Debating regulation in print

Amit Varma was at the Kitab Festival, catching up with friends, as he writes on his blog – and “also part of a session on journalism in India, and found some eminent people expressing the view that journalism needs to be regulated in India. The logic: The Times of India is indulging in monopolistic practices, and, in Delhi, forming a cartel with the Hindustan Times. To ensure competition, there should be government regulation.
I couldn’t think of a worse solution to the problem. (Leave aside the issue of whether there really is a monopoly emerging; Mumbai alone has HT, DNA and IE on the stands, among daily broadsheets.) The industry actually needs fewer controls, not more.”

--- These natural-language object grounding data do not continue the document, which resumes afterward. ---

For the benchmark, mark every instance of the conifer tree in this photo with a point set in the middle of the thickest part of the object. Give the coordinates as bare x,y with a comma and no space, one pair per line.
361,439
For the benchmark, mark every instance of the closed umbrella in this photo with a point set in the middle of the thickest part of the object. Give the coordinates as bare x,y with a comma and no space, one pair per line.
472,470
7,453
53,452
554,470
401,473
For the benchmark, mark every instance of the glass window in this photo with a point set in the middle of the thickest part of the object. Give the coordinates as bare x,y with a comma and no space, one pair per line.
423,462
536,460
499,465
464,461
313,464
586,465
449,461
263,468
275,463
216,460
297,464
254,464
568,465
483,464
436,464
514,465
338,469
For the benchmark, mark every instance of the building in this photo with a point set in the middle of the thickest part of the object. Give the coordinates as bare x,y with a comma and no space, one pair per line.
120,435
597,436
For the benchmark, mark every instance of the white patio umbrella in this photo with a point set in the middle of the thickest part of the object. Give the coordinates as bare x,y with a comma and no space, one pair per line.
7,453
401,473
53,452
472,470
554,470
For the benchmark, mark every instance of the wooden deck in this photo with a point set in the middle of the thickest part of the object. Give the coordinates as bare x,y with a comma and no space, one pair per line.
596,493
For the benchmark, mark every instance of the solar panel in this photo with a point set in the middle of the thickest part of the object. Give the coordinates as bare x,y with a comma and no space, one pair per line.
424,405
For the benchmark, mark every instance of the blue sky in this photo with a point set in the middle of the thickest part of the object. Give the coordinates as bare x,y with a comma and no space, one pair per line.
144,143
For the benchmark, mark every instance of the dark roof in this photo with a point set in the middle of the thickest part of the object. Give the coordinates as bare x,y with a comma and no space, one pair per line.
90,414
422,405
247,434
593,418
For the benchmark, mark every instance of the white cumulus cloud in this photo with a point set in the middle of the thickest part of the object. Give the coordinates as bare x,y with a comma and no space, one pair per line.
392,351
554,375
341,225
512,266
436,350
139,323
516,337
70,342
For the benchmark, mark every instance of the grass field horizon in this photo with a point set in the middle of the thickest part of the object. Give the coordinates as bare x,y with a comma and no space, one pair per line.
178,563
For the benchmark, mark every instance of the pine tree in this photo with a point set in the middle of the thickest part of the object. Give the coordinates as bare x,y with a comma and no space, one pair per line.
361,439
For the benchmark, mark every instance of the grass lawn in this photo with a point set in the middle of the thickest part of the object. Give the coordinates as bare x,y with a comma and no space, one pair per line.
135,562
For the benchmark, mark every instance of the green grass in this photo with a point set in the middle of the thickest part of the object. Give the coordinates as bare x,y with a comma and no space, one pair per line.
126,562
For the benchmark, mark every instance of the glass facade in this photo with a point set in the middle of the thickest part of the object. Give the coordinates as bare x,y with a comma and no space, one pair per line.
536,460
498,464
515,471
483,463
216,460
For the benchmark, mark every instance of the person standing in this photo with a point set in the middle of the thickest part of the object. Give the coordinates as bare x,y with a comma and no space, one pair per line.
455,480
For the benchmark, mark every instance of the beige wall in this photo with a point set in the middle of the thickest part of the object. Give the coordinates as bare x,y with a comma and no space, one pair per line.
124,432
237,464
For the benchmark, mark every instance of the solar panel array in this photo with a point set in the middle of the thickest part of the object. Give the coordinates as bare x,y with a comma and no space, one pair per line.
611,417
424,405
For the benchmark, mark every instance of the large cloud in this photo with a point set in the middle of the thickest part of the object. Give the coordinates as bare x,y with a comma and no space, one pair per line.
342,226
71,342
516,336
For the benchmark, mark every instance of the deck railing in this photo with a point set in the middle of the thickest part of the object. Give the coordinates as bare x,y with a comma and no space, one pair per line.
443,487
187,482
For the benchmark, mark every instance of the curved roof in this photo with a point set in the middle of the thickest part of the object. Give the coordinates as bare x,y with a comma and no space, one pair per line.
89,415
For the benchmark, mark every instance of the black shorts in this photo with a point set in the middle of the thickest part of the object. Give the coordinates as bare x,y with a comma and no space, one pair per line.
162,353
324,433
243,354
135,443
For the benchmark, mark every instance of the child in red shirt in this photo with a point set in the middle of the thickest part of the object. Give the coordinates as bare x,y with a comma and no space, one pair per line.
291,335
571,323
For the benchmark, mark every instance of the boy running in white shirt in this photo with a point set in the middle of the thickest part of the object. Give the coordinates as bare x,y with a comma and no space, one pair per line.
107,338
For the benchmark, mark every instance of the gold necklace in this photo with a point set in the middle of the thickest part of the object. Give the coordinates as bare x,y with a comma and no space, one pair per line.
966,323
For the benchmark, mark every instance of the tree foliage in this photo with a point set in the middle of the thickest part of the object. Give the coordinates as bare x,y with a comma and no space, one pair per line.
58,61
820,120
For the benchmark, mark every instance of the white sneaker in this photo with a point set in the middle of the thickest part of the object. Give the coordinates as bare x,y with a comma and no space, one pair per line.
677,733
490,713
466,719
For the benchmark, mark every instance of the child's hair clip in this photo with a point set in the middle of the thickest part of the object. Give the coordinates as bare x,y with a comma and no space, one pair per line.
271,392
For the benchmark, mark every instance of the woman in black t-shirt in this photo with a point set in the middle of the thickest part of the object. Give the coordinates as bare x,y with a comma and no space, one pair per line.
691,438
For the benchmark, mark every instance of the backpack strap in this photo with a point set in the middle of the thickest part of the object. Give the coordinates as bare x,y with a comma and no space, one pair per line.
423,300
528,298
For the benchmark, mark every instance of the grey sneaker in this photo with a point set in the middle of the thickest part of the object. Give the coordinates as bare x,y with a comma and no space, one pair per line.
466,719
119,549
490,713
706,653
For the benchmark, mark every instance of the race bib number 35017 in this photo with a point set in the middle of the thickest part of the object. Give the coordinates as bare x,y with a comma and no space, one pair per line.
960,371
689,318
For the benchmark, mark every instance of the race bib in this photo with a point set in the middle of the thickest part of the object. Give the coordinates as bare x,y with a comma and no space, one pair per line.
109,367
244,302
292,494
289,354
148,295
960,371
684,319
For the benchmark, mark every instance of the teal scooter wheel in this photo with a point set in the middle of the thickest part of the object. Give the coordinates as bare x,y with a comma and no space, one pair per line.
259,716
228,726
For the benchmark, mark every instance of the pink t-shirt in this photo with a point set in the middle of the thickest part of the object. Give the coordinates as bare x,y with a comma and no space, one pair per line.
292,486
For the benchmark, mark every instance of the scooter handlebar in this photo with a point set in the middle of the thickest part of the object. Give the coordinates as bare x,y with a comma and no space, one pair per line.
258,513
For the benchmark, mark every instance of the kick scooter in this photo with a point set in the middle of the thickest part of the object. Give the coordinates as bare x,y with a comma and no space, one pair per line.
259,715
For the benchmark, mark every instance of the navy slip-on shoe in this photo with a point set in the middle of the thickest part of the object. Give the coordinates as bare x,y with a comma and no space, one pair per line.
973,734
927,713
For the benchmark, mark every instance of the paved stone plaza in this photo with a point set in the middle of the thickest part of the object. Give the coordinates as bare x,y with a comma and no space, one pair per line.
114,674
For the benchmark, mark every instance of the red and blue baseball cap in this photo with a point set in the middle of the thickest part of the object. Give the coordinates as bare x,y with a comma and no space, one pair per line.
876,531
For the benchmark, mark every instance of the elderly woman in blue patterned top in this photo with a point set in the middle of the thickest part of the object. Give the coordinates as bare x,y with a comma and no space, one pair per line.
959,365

I couldn’t agree more – and have more reasons to agree with Amit that more regulation and controls is asinine.
Firstly, the dominance of major English newspapers (including the Times of India) is now less marked, as is proven by the preponderance of the vernacular press in the top newspapers of the country when measured by IRS and NRS. And in print media, one has to bear in mind the influence of major news magazines in English, India Today, Outlook and Week, which each have their own constituencies. Alliances such as the Hindustan Times – Times of India agreement for the Delhi market are not new – one forgets the alliance between STAR TV and the Ananda Bazar Patrika Group for STAR News, for example, or the various loose and case-by-case agreements inked between, say, The Hindu and CNN-IBN or NDTV and Business Standard.
Secondly, the increasing role and influence wielded by other media – television and the Internet. Where, too, the dominant products are vernacular products, not those in English.
Interestingly, while we have controls in place for print and TV, there is none and can be none for the Internet insofar as anyone could start an India-focused news product while being based anywhere in the world, including Tuvari.
There is no greater measure of dominance than the advertising rate card of various media products – and all media sales heads of the most “monopolistic” products -- including the Times of India -- will attest to the fact that effective rates are today under pressure more than ever before.
There is no argument about whether or not the consumer needs to be protected against monopolistic media – but that is far from the case today. If a half decent media planner were to do a run on the total circulation of any large publication house vis-a-vis the entire circulation today and compared it with the same figures 15 years ago, I would be shocked if the numbers showed more rather than less dominance.
Again, if one measured the influence of newspapers vis-à-vis all news products today as opposed to 15 years ago, I am certain the numbers will be significantly against newspapers, and not for them.

What confuses me is that this debate still rages. When, in every newsstand in every city and town in India, it is the choice that confuses the reader, not the lack of it.